Attempt at a real world benchmark

Fri Dec 9 01:50:34 UTC 2016

Hi,

let me thank you perusing this!

>> I am not sure how useful this is going to be:
>>  + Tests lots of common and important real-world libraries.
>>  − Takes a lot of time to compile, includes CPP macros and C code.
>> (More details in the README linked above).
> 
> another problem with the approach of taking modern real-world code:
> It uses a lot of non-boot libraries that are quite compiler-close and
> do low-level stuff (e.g. using Template Haskell, or stuff like the). If
> we add that not nofib, we’d have to maintain its compatibility with GHC
> as we continue developing GHC, probably using lots of CPP. This was
> less an issue with the Haskell98 code in nofib.
> 
> But is there a way to test realistic modern code without running into
> this problem?

what are the reasons besides fragmentation for a modern real-world test
suite outside of ghc (maybe even maintained by a different set of people)?

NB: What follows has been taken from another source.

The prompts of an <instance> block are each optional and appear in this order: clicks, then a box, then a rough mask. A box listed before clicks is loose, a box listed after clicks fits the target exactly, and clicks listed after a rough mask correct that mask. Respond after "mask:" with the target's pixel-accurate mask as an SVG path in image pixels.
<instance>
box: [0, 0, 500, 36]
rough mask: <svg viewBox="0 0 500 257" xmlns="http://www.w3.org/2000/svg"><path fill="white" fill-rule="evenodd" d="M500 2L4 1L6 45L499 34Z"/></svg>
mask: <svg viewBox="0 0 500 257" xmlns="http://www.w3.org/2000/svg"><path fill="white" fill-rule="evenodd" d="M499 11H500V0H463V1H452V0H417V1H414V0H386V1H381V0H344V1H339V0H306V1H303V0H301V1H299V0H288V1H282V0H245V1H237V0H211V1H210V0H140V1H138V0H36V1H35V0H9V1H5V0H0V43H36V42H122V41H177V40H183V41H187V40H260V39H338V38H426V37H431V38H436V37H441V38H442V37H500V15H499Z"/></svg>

At some point you would also end up having a matrix of performance
measurements due to the evolution of the library and the evolution of ghc.
Fixing the library to profile against ghc will likely end at some point in
incompatibility with ghc. Fixing ghc will similarly at some point end with
the inability to compile the library.

However if both are always updated, how could one discriminate performance
regressions of the library against regressions due to changes in ghc?

—

What measurements did you collect? Are these broken down per module?
Something I’ve recently had some success with was dumping measurements
into influxdb[1] (or a similar data point collections service) and hook
that up to grafana[2] for visualization.

cheers,
 moritz

—
[1]: https://www.influxdata.com/
[2]: http://grafana.org/